Comparative Assessment of Pose Prediction Accuracy in RNA–Ligand Docking

Structure-based virtual high-throughput screening is used in early-stage drug discovery. Over the years, docking protocols and scoring functions for protein–ligand complexes have evolved to improve the accuracy in the computation of binding strengths and poses. In the past decade, RNA has also emerged as a target class for new small-molecule drugs.
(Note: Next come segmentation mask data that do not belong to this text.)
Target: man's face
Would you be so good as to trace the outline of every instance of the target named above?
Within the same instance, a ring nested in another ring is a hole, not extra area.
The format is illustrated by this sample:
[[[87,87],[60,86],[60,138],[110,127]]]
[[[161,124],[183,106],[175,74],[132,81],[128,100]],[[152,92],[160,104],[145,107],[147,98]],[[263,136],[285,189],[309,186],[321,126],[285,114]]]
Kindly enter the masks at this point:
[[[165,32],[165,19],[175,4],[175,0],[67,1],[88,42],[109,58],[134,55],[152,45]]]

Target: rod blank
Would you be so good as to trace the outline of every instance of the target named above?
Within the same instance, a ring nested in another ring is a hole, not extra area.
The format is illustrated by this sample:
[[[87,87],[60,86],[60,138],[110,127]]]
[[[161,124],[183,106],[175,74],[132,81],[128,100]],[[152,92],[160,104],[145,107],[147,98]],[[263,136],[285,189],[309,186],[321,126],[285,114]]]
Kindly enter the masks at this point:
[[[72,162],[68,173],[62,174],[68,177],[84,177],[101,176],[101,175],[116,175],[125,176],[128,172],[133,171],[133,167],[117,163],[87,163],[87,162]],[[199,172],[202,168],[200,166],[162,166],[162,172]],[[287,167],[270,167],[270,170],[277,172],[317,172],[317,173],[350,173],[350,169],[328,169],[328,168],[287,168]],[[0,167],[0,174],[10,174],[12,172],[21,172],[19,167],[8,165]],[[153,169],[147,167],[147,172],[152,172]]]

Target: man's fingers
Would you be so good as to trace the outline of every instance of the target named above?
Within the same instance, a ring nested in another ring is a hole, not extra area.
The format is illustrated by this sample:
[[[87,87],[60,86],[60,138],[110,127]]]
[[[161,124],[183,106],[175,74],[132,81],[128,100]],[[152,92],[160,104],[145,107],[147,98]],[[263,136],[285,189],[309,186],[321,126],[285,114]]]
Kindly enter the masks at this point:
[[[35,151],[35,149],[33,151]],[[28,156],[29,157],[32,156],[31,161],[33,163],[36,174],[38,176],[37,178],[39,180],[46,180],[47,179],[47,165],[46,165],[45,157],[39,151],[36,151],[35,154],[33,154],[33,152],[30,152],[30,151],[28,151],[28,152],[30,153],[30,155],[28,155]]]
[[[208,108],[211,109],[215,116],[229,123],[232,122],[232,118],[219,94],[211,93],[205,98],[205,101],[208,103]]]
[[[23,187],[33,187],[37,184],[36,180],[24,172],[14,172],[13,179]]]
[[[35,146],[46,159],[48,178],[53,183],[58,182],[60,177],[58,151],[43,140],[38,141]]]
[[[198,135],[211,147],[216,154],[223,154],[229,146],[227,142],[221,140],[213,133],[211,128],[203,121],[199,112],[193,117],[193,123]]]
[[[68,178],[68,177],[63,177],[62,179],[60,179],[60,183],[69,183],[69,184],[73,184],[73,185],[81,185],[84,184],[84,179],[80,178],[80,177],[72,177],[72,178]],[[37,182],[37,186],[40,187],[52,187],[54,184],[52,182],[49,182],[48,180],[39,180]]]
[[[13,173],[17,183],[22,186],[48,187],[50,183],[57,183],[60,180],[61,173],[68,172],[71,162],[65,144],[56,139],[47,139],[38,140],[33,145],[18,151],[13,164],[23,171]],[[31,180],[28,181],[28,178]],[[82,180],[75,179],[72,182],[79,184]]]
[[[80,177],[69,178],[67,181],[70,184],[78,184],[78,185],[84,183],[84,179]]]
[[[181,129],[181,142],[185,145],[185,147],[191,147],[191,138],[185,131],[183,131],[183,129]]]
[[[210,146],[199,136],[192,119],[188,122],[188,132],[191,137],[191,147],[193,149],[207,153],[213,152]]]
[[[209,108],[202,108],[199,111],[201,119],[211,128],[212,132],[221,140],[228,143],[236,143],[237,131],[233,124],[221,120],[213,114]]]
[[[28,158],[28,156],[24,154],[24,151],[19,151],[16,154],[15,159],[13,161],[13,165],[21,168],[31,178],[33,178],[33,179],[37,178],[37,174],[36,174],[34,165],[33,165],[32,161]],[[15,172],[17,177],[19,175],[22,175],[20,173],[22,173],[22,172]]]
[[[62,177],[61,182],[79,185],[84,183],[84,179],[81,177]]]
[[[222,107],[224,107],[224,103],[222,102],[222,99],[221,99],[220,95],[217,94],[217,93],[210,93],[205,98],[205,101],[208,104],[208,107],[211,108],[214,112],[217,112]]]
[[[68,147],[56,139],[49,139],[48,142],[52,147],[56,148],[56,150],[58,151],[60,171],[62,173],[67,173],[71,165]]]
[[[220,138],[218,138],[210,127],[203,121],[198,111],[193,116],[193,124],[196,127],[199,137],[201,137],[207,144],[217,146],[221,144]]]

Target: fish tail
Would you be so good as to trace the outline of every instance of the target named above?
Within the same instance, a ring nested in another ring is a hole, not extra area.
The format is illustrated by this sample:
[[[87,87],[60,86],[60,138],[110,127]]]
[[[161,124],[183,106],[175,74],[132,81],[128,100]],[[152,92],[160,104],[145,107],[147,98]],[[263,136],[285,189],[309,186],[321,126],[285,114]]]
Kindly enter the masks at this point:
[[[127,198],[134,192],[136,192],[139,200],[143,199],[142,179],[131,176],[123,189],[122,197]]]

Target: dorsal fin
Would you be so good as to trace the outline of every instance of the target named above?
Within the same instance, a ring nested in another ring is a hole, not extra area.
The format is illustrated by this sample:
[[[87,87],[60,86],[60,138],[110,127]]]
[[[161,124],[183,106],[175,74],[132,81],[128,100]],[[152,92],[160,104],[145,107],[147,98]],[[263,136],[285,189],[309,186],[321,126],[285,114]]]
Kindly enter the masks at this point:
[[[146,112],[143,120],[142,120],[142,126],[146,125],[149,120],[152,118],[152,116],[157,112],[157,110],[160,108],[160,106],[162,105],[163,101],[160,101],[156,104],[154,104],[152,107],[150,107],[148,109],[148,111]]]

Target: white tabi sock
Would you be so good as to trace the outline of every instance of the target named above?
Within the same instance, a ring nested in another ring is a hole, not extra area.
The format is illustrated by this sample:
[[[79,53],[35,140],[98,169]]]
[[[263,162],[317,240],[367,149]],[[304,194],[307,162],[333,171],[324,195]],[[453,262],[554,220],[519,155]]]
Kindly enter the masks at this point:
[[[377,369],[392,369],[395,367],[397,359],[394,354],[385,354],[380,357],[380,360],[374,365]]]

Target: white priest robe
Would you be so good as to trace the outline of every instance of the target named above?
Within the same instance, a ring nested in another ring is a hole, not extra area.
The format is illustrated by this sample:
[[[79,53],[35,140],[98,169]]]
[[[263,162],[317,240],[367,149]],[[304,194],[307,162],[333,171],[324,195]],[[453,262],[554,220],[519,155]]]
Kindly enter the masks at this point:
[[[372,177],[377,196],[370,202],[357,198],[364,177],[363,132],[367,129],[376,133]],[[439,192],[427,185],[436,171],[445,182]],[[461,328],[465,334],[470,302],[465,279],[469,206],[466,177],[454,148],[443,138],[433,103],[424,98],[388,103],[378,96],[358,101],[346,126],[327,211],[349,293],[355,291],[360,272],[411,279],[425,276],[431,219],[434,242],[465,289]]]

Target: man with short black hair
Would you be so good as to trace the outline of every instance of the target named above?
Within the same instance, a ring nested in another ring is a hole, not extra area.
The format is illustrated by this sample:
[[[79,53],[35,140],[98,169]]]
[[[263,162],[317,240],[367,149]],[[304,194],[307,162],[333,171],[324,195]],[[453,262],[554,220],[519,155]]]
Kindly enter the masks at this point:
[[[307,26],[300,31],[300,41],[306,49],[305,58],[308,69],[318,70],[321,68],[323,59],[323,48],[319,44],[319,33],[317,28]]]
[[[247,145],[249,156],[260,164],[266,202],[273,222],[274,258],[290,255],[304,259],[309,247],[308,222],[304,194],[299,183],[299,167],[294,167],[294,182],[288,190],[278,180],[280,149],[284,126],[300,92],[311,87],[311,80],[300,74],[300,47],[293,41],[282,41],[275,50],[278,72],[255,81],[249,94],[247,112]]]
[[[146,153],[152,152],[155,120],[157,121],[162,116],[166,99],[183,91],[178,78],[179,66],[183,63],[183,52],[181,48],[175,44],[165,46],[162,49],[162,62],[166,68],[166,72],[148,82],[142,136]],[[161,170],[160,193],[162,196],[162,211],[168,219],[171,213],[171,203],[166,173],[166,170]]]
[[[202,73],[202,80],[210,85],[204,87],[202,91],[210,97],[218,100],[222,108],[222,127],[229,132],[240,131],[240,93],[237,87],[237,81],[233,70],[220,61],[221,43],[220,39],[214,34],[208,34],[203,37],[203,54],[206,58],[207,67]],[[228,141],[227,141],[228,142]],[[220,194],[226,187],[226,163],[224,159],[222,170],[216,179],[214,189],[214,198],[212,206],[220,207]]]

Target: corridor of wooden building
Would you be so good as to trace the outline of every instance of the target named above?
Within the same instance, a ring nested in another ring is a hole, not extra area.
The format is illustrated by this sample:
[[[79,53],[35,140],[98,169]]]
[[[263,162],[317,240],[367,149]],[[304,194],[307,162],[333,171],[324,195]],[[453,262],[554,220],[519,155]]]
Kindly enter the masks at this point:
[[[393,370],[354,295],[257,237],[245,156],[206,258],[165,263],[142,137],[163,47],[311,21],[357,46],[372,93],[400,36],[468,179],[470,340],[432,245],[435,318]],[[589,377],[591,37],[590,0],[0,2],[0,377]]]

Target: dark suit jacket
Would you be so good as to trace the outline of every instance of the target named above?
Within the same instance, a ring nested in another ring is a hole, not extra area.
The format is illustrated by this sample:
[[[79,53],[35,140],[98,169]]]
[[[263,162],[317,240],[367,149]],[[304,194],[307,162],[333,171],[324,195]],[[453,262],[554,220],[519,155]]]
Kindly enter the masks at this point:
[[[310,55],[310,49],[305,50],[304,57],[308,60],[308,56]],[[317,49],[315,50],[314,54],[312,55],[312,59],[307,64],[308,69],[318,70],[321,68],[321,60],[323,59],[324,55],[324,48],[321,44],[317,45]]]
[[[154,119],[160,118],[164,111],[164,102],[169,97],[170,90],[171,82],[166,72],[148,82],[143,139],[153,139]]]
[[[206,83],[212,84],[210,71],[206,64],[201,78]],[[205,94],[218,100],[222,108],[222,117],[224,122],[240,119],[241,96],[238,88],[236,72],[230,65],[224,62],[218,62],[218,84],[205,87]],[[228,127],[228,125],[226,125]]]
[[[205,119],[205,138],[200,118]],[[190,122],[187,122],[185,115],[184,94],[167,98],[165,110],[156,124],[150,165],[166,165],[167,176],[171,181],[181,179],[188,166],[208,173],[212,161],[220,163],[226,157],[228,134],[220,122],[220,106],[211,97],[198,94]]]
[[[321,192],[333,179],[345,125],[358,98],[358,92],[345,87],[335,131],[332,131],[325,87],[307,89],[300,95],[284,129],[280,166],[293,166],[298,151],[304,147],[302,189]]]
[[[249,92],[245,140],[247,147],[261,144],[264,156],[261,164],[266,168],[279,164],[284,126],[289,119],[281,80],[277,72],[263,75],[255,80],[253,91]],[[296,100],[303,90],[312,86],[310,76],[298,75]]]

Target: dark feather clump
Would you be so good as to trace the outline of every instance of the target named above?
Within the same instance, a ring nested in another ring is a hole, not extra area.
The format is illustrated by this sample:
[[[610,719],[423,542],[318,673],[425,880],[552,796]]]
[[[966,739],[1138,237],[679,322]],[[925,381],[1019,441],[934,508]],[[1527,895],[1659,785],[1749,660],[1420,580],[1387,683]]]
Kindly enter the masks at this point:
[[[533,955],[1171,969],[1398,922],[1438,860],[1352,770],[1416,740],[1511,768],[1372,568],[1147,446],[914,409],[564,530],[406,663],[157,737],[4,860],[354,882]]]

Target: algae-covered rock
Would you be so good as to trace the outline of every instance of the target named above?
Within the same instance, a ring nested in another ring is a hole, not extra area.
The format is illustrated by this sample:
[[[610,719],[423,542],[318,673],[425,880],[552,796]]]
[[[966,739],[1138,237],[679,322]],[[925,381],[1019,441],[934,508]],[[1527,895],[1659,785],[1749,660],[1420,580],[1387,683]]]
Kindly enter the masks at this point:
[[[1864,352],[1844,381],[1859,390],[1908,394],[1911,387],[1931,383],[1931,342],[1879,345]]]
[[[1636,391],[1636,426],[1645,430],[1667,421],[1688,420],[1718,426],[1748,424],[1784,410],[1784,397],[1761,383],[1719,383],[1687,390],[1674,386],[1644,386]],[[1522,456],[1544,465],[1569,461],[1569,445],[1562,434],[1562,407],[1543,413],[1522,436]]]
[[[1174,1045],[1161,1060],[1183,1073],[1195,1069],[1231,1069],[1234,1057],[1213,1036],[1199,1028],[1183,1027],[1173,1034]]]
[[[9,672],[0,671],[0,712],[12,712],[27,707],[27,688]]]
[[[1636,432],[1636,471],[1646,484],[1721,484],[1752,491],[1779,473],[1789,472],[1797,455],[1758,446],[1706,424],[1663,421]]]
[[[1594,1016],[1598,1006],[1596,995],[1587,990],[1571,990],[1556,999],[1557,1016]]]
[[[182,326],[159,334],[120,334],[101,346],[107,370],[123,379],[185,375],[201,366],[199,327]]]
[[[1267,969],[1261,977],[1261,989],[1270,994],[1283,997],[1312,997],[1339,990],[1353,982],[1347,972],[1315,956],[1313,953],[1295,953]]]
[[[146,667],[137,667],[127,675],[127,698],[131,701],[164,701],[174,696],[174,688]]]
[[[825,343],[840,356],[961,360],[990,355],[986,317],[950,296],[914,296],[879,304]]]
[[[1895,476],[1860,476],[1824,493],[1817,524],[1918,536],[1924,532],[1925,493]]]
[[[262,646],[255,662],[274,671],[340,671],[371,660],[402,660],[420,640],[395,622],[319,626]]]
However, most ligand docking programs have been validated and tested for proteins and not RNA. Here, we test the docking power (pose prediction accuracy) of three state-of-the-art docking protocols on 173 RNA–small molecule crystal structures. The programs are AutoDock4 (AD4) and AutoDock Vina (Vina), which were designed for protein targets, and rDock, which was designed for both protein and nucleic acid targets. AD4 performed relatively poorly. For RNA targets for which a crystal structure of a bound ligand used to limit the docking search space is available and for which the goal is to identify new molecules for the same pocket, rDock performs slightly better than Vina, with success rates of 48% and 63%, respectively. However, in the more common type of early-stage drug discovery setting, in which no structure of a ligand–target complex is known and for which a larger search space is defined, rDock performed similarly to Vina, with a low success rate of ∼27%. Vina was found to have bias for ligands with certain physicochemical properties, whereas rDock performs similarly for all ligand properties. Thus, for projects where no ligand–protein structure already exists, Vina and rDock are both applicable. However, the relatively poor performance of all methods relative to protein–target docking illustrates a need for further methods refinement.